Guy's perspective: Only ever tease in retaliation and only ever hit back less hard than they hit you. girls are fragile and they like a guy who makes them feel fragile yet can take the emotional hits from them. Do not admire her for her talents or looks, do not tease them either. Talk about things she has been involve din and things RLATED TO her talents and looks such as a particular event she partook or feature of her looks and keep the teasing solitary, women are all innately self-deprecating and can only handle isolated teasing which makes them feel it was an exception as opposed to the rule. If you truly can't stand something she is proud of such as her ass or her singing voice, never blame the ass or the voice, blame your taste in asses or singers. If she begins teasing you or watches other people tease you, either be a doormat and expect her to only like you as a friend or show you are the fucking man in the room by giving back as good as you get. Women won't admit it but they get wet as fuck over the idea of their man being a bully to anyone except for them and those close to them, the only catch is that bullies can't "turn off" their urge to hurt others so you need to work on how you go about doing this. It's complicated to be this balance between mean guy and nice guy but if you master it, you will be impossible for women to dislike.

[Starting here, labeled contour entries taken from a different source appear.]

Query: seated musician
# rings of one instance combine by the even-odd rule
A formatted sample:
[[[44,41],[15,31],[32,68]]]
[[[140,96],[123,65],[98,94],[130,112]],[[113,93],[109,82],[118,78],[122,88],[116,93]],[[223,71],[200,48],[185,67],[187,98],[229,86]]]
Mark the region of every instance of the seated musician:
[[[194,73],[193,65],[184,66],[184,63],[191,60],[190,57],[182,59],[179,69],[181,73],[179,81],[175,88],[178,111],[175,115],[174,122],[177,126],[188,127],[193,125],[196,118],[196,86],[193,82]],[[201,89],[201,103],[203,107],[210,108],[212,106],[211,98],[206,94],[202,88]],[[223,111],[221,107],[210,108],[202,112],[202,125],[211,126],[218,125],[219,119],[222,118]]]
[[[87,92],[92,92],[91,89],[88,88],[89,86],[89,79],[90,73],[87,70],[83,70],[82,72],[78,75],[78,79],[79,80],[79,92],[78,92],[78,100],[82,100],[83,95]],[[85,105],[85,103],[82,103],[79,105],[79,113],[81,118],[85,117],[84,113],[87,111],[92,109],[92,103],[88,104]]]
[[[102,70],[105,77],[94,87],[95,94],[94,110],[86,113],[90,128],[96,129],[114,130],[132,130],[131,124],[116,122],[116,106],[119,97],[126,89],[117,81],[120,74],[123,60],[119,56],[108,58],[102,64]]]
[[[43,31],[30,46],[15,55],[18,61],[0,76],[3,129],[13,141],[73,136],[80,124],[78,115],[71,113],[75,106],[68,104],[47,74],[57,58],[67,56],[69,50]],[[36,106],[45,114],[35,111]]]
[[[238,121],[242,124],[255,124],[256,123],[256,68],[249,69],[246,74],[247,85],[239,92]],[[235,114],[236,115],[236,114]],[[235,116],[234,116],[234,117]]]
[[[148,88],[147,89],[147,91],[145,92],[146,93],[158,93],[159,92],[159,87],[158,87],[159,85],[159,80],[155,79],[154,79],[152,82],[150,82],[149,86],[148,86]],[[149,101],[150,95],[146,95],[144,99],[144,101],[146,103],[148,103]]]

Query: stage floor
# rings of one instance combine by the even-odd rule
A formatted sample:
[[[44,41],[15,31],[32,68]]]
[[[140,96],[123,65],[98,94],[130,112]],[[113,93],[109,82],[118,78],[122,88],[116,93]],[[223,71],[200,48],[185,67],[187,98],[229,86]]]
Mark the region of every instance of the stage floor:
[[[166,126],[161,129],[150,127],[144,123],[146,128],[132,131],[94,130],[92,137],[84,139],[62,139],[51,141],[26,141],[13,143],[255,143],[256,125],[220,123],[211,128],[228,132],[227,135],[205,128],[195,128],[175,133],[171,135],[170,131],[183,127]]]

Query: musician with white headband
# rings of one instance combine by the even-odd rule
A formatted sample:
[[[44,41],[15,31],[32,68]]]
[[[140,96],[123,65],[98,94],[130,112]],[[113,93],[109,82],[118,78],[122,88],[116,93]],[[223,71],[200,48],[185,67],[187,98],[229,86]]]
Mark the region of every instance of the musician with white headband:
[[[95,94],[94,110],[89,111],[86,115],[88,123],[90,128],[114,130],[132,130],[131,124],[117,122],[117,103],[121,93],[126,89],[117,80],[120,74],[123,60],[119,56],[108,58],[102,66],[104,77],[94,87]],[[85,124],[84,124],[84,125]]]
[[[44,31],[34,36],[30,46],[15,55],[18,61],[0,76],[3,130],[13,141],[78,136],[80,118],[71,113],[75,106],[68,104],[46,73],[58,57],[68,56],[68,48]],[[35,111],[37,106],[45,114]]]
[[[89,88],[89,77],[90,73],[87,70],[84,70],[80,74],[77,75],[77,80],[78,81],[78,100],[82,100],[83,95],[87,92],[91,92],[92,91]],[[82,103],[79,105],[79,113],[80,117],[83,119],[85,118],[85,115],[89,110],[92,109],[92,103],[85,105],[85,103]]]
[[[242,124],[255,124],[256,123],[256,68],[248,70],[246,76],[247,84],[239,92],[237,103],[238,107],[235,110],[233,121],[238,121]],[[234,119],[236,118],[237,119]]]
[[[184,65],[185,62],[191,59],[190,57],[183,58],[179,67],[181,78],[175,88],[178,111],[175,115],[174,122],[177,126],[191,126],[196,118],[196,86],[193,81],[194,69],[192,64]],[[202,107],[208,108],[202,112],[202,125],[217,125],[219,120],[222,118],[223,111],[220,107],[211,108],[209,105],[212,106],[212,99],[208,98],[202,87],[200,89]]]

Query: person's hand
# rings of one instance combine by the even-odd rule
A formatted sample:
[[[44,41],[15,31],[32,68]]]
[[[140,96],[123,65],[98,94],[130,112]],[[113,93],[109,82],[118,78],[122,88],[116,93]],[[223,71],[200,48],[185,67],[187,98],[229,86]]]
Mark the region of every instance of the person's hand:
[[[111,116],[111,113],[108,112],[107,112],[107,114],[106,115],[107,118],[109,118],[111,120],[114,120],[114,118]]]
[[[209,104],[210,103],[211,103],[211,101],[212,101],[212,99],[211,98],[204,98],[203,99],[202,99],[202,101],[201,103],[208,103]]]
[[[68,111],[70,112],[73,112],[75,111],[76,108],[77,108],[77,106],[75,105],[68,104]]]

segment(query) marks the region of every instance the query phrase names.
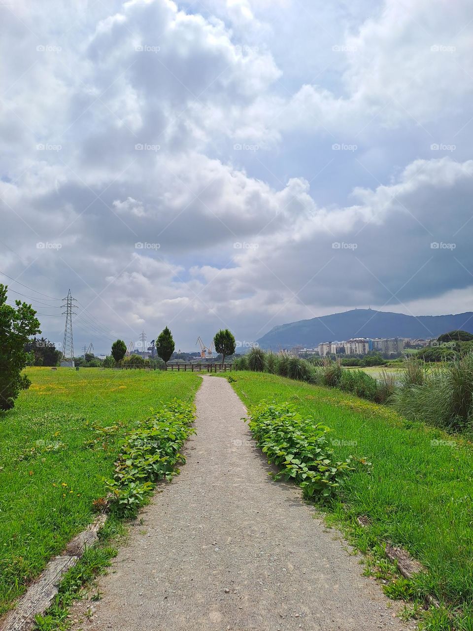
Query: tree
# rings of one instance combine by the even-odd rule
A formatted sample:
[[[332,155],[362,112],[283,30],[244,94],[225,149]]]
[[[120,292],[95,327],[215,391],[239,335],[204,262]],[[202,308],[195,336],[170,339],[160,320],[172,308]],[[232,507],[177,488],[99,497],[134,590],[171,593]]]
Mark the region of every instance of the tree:
[[[112,355],[117,363],[119,363],[125,357],[127,345],[122,339],[117,339],[112,345]]]
[[[115,359],[112,357],[112,355],[107,355],[103,360],[103,367],[115,368]]]
[[[23,350],[28,353],[28,358],[31,357],[29,353],[33,354],[33,363],[28,361],[28,363],[33,366],[57,366],[62,357],[61,351],[45,338],[33,338],[25,345]]]
[[[225,357],[233,355],[236,342],[232,333],[228,329],[221,329],[214,337],[215,350],[222,356],[222,363],[225,363]]]
[[[25,346],[32,335],[40,333],[39,320],[31,305],[15,300],[6,304],[6,285],[0,284],[0,410],[9,410],[21,389],[31,385],[21,375],[28,359]]]
[[[450,331],[437,338],[438,342],[469,342],[473,335],[467,331]]]
[[[174,352],[174,340],[169,329],[165,327],[158,336],[156,351],[165,363],[167,363]]]

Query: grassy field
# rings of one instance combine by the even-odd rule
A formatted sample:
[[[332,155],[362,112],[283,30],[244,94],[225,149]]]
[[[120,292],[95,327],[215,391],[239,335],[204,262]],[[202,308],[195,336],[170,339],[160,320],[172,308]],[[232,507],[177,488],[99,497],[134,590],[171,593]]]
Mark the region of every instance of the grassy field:
[[[0,413],[0,615],[93,519],[119,442],[150,408],[190,402],[196,374],[28,369],[32,385]],[[92,450],[95,427],[110,427]]]
[[[344,366],[344,368],[348,370],[363,370],[375,379],[378,379],[383,372],[399,376],[400,376],[402,372],[402,366]]]
[[[402,546],[428,570],[417,583],[419,595],[468,608],[473,602],[470,443],[336,389],[263,373],[234,377],[232,386],[245,404],[262,399],[296,403],[334,430],[332,447],[341,459],[353,454],[371,463],[347,478],[344,505],[336,507],[336,516],[352,524],[367,516],[370,525],[357,531],[362,550],[383,541]],[[457,628],[473,628],[473,618],[467,621],[469,626]]]

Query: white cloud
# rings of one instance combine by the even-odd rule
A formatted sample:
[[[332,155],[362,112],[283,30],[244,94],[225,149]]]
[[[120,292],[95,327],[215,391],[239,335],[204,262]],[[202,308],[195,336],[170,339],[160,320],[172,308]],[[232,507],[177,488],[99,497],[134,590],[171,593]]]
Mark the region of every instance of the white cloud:
[[[18,54],[3,70],[0,269],[71,286],[112,337],[170,324],[183,348],[347,307],[470,308],[465,1],[325,7],[317,81],[296,47],[319,45],[315,18],[289,0],[47,4],[9,11],[2,40]],[[60,315],[44,319],[57,338]]]

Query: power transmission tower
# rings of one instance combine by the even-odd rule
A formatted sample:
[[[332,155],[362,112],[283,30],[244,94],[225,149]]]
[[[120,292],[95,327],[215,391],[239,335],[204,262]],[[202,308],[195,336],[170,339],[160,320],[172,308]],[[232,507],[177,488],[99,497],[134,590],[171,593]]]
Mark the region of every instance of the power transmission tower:
[[[66,325],[64,326],[64,338],[62,342],[62,357],[64,360],[72,362],[74,359],[74,338],[73,338],[73,309],[77,307],[73,302],[77,302],[75,298],[71,295],[71,290],[67,292],[67,295],[62,298],[65,300],[65,304],[61,305],[61,309],[65,309],[66,311],[62,312],[62,315],[66,316]]]

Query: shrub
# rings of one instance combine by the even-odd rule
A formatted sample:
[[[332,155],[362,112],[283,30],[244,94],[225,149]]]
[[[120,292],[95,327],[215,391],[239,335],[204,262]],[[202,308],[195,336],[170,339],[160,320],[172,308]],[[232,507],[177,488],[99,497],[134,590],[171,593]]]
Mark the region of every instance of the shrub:
[[[351,392],[369,401],[375,401],[378,390],[378,382],[373,377],[363,370],[345,369],[342,371],[338,387],[345,392]]]
[[[7,304],[7,288],[0,284],[0,410],[10,410],[20,391],[31,382],[21,375],[28,357],[25,346],[28,338],[40,332],[36,311],[26,302]]]
[[[261,348],[254,347],[247,355],[248,370],[254,372],[262,372],[264,370],[266,362],[264,351]]]
[[[268,461],[280,468],[275,480],[292,480],[305,497],[321,502],[336,497],[344,475],[351,470],[351,459],[334,461],[328,427],[303,418],[289,403],[266,401],[251,409],[249,427]]]
[[[222,363],[225,363],[225,357],[234,354],[236,345],[233,334],[228,329],[221,329],[214,336],[215,350],[222,356]]]
[[[115,463],[114,479],[107,481],[119,512],[136,514],[156,480],[170,480],[178,473],[174,468],[185,462],[180,450],[195,433],[190,427],[194,420],[194,408],[176,400],[128,436]]]

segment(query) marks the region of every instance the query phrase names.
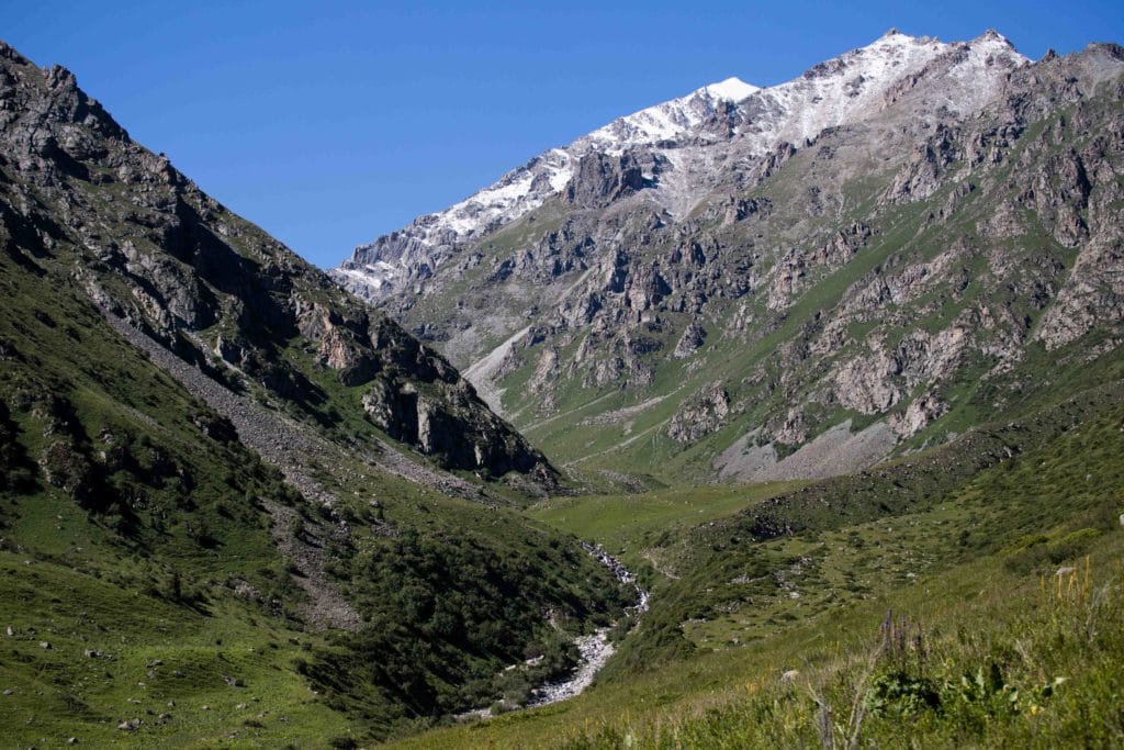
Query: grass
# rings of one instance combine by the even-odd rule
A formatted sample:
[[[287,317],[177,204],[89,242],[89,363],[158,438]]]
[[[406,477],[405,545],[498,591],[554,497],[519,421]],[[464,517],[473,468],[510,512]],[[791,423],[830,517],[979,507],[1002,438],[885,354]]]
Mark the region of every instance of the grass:
[[[865,515],[858,494],[850,517],[791,516],[803,530],[756,541],[745,519],[832,482],[773,499],[762,491],[744,508],[736,493],[716,489],[707,504],[715,516],[694,526],[690,504],[672,491],[653,494],[651,509],[645,495],[536,506],[540,517],[626,558],[664,554],[681,576],[649,570],[652,611],[587,694],[402,744],[847,747],[858,698],[860,744],[1115,746],[1124,738],[1113,703],[1124,656],[1124,407],[1114,398],[1087,397],[1080,408],[1013,425],[1005,441],[1018,446],[1015,458],[966,466],[960,478],[932,485],[927,499],[912,493],[885,509],[876,501]],[[874,497],[900,491],[918,466],[944,476],[979,450],[950,452],[955,445],[872,475]],[[858,489],[835,481],[834,491]],[[655,518],[676,531],[653,536]],[[1078,578],[1054,576],[1064,567]],[[919,624],[922,661],[912,647],[882,645],[887,611],[907,616],[910,633]],[[687,648],[665,640],[677,632]]]

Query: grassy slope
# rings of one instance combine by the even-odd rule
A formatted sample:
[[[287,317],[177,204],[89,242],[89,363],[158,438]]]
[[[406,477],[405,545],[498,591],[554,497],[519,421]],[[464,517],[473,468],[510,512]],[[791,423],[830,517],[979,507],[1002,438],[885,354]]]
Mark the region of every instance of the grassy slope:
[[[1124,407],[1105,404],[1044,445],[890,516],[750,544],[744,554],[683,548],[680,559],[707,569],[714,589],[738,586],[715,575],[731,560],[737,564],[727,572],[758,559],[785,576],[765,575],[733,596],[699,589],[704,616],[685,629],[696,644],[686,658],[653,668],[618,663],[571,703],[408,744],[816,744],[816,698],[844,741],[856,694],[870,705],[860,737],[879,744],[907,743],[903,721],[925,747],[1120,743],[1122,454]],[[644,552],[643,534],[595,523],[629,554]],[[735,525],[717,524],[711,539]],[[1053,572],[1066,564],[1080,575],[1072,584],[1062,577],[1059,593]],[[658,586],[653,606],[676,595],[676,584]],[[921,623],[924,659],[909,645],[879,653],[887,609]],[[799,676],[783,680],[791,669]],[[1045,689],[1057,677],[1066,681]],[[940,711],[910,703],[926,690]]]
[[[12,741],[198,746],[237,732],[277,747],[409,731],[499,697],[491,677],[528,643],[552,642],[544,606],[574,627],[617,606],[611,576],[572,537],[381,475],[359,454],[320,477],[341,498],[324,518],[237,441],[203,434],[223,421],[105,325],[60,272],[66,257],[0,254],[0,641],[13,632],[0,656],[0,689],[12,690],[0,731]],[[373,428],[338,432],[363,440]],[[39,466],[48,454],[62,486]],[[346,519],[353,541],[330,550],[329,572],[370,630],[399,630],[377,642],[309,631],[257,498],[293,505],[309,525]],[[379,533],[375,515],[402,536]],[[454,552],[479,567],[439,570],[425,557]],[[236,593],[246,587],[251,599]],[[408,606],[454,589],[460,598],[442,599],[453,609]],[[479,638],[465,645],[456,632]],[[419,643],[434,654],[407,652]],[[348,686],[356,711],[318,668],[341,658],[411,665],[424,701],[365,675]],[[153,659],[163,665],[145,667]],[[117,729],[132,719],[139,731]]]

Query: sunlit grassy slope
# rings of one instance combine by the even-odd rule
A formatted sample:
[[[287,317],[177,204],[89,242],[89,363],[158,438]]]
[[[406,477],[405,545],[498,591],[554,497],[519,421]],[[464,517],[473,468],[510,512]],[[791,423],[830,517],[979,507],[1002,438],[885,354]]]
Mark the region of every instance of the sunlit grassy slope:
[[[861,505],[874,491],[862,478],[773,500],[761,488],[704,493],[708,519],[687,531],[676,525],[687,523],[687,491],[681,503],[655,495],[649,509],[644,496],[540,506],[641,564],[662,560],[647,570],[652,612],[578,699],[407,747],[1118,747],[1124,407],[1114,394],[1004,425],[994,434],[1013,458],[979,471],[958,475],[971,457],[953,444],[874,472],[872,487],[908,488],[909,500],[839,523],[785,498],[850,488]],[[931,494],[906,481],[926,462],[951,477],[924,479]],[[587,504],[591,513],[573,512]],[[800,531],[747,531],[786,513]],[[655,518],[668,537],[645,535]],[[672,631],[689,645],[669,645]]]

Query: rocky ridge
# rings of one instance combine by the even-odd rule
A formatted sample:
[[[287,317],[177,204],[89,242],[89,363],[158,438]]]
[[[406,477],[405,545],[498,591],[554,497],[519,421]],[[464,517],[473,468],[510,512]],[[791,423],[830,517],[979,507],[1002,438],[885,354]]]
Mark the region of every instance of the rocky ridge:
[[[73,237],[83,255],[72,275],[112,317],[198,364],[200,378],[309,422],[329,418],[317,380],[330,373],[364,389],[388,436],[442,468],[553,482],[542,454],[441,355],[134,143],[73,74],[40,71],[8,46],[0,62],[0,165],[15,174],[4,222],[43,252]]]
[[[392,265],[359,293],[568,464],[746,479],[826,435],[780,476],[861,468],[1113,361],[1122,72],[1115,45],[891,31],[696,120],[624,118],[537,206],[441,242],[423,217],[336,279]]]

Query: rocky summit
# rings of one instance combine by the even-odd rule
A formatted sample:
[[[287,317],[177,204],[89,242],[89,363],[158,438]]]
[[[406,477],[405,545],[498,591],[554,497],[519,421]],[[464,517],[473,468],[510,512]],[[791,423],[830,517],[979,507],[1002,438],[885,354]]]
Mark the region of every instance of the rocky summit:
[[[1122,102],[891,30],[327,274],[0,43],[0,744],[1124,746]]]
[[[865,468],[1115,361],[1122,73],[891,29],[623,117],[333,275],[589,476]]]

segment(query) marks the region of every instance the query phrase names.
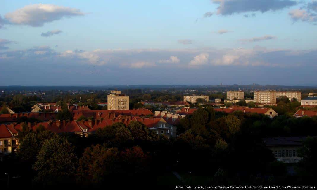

OMG, with your friends you are like this but with me you are so different? Are you fake? Are you a liar? Who even are you?!
They think they hate: Guys who act super macho with friends and super sensitive with only her and in front of friends if she shows up is scared to show the usual side of him he lets her see. Alternatively, guys who act super dominant with her but like total goody goodies in public.
What they really hate: She actually doesn't mind a guy being fake but they want to be 100% certain that who you are with her is the undeniable real you. On top of this, girls don't like pushovers who will let the world make them act some type of way as soon as she's not around.
What they think they prefer: Guys who are the same with her and others regardless.
What they really prefer: Guys who know exactly when to be fake and when to stop letting people push them around, who are artificially kind/mean with people close to her while being the dick or nice guy they really are with most others and having no shame in who they are.
Guy's perspective: My fellow testosterone fuelled human, we are not meant to be totally real, the world shuns people with no tact and politeness but we are also not meant to be so scared that we genuinely hold all of the real us in all the time and overdo the 'real us' with the girl creating such a vast difference that she ends up concluding we are the fake us with her, not others. Most women are assumptive creatures, it's why they make shit detectives and are vastly lacking in fields that require rational thought and conclusion and I don't care how rude or chauvinistic that is to say but expecting her to put 2 and 2 together and conclude that you are being fake with others is not how she will react, it won't even cross her mind, she will slowly build up a loathing towards you for being artificial with her and leave you asap even as a friend. She most likely won't even explain it that well to you as she fears you being fake enough to win her back and she doesn't want to be won back. You must not allow women to conclude things like that about you, be a balance of real and fake with everyone and only super real with a girl who shows she can handle the real you. Make it clear that that's the real you but how passionate you are with her and how open you are with the things you tell her.